The bailiffs are back, or at least they will be very soon.  Bailiffs can resume their tasks from 23rd August.  If the thought of this is sending a shiver down your spine then now is the time to start taking action.  Here are some tips.

Work out your real-world financial position

Your real-world financial position means exactly that. You need accurate figures about your current financial state and your prospects for the foreseeable future (insofar as the future is foreseeable right now).  If you can’t get hard figures then you need to make your estimates as accurate as they can possibly be.  In addition to looking at your income, get a realistic valuation of any assets you own.

Your subsequent decisions are going to be taken based on these figures so take as long as it takes to do a thorough job.  If necessary, get help from a counsellor.  There are charities which offer debt advice for free and which may be able to help you put these figures together.

Work out whether or not you have enough income to pay anything towards your debts

The key point to keep in mind is that your creditors will want anything and everything they can reasonably get from you.  They cannot, however, take what you don’t have and they cannot take so much of what you do have that it leaves you destitute.  This is why it’s so important to have both accurate figures and a realistic view of what the future will hold.  Being overly pessimistic or overly optimistic about your prospects can do a lot of damage to your finances and your future, albeit in different ways.

Work out whether there is any way you can increase your income

This might seem impossible, or at least a very big ask, but it never hurts to look.  At the end of the day, the worst that can happen is that you draw a blank and wind up where you were before.  The best that can happen is that you figure out a path forward to make progress out of your debt situation.

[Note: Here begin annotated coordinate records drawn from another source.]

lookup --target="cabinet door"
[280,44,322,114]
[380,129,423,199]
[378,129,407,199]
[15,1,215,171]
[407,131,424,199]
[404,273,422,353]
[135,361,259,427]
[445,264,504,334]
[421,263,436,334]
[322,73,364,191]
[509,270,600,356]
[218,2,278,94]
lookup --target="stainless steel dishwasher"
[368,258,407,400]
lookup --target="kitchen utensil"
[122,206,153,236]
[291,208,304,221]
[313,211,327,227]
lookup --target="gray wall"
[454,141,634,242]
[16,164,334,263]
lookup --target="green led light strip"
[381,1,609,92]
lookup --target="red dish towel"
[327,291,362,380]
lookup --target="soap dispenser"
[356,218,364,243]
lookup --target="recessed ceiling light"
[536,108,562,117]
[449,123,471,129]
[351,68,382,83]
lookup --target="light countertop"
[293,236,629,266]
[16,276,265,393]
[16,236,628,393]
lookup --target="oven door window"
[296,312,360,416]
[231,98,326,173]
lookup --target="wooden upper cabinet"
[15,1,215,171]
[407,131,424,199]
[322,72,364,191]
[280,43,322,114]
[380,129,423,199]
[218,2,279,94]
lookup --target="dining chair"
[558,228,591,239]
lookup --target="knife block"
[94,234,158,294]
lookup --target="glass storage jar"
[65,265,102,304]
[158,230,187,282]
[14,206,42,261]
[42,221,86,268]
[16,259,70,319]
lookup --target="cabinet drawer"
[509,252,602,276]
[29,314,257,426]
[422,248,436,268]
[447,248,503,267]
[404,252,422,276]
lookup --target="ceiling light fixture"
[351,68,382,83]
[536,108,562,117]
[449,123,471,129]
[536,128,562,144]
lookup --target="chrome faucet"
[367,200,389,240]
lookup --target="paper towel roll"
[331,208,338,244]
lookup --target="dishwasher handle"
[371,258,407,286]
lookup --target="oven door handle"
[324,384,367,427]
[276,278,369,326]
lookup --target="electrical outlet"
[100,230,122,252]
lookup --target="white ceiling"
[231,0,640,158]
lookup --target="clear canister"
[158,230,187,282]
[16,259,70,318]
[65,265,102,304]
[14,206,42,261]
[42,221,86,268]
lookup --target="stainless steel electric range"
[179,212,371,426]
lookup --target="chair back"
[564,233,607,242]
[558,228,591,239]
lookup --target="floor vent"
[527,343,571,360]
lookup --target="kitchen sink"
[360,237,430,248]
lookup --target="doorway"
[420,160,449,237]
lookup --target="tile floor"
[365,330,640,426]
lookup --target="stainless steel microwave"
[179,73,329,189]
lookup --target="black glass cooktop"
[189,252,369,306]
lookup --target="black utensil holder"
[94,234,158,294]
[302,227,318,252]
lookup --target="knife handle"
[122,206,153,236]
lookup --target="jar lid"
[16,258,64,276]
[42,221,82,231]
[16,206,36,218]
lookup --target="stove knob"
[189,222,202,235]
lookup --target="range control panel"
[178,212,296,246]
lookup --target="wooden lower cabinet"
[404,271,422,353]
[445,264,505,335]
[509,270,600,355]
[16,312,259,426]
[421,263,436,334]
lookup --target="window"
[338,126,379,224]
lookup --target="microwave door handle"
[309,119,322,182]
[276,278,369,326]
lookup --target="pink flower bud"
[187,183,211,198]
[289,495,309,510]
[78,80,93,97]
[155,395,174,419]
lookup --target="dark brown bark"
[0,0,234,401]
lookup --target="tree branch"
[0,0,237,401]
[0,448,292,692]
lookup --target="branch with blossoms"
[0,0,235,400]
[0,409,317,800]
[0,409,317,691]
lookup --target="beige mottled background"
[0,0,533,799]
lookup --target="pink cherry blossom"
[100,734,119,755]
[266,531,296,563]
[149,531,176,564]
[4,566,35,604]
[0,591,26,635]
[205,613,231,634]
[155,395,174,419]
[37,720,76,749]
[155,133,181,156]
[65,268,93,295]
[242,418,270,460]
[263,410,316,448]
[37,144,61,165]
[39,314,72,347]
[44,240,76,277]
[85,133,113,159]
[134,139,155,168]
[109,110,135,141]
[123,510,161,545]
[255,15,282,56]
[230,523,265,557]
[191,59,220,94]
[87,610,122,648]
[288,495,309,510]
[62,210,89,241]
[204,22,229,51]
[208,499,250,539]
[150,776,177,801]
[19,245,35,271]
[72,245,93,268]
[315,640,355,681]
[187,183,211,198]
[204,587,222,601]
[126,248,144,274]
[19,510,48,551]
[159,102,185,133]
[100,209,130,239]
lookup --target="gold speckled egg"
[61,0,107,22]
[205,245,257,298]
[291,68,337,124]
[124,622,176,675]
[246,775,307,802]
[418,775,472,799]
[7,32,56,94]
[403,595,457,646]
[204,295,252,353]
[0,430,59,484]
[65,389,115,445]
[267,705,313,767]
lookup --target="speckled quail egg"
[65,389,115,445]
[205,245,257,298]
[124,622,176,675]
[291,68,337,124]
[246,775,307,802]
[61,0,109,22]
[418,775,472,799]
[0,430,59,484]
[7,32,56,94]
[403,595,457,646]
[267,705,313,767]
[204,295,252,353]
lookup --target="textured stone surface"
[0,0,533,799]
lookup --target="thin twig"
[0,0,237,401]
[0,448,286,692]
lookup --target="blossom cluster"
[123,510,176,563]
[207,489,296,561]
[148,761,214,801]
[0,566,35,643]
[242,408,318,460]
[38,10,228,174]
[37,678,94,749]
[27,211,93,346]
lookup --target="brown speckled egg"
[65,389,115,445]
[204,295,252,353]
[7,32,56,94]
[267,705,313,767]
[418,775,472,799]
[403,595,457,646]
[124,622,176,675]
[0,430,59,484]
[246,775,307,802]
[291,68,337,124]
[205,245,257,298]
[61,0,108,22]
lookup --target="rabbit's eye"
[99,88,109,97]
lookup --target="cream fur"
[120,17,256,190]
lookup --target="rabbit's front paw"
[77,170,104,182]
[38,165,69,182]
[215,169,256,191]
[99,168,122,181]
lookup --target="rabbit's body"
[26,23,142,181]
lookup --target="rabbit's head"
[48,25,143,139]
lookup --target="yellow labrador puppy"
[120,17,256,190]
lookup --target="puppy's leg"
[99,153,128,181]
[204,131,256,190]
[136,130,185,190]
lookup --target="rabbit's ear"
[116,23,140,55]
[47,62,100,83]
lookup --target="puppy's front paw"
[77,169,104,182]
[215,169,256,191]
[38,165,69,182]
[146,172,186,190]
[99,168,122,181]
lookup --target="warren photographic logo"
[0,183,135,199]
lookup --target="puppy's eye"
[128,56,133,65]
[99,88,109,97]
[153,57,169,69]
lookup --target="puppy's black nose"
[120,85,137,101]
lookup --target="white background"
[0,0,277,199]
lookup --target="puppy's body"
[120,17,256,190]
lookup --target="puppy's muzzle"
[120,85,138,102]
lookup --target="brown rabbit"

If you own a property, then you should look particularly closely at opportunities to monetise it.  The most obvious option is to try to let out a portion of it under the government’s “rent a room” scheme.  If you don’t have a spare room then see if you could put children into one room or convert the living room into a bedroom.  It doesn’t have to be forever, it does, however, have to generate enough income to make a meaningful difference to you and your creditors and to justify any inconvenience.

Decide how to go forward

If you own your own home, then think very carefully about whether or not you can really afford to pay your mortgage for the foreseeable future.  If you cannot be confident about this, then you should at least give serious thought to selling on your own terms rather than risking foreclosure.

On similar logic, if you work out that you cannot afford to make even the minimum repayments on your debts and maintain a decent, basic standard of living and you cannot see any realistic prospect of this changing soon, then you may want to chart your own path into insolvency rather than waiting for it to be forced on you.

If you’re in between, then you need to work out a path forward with your creditors.  It may help to do this with a debt counsellor to strike the right balance between making a fair offer and ensuring you have enough for a decent, basic standard of living.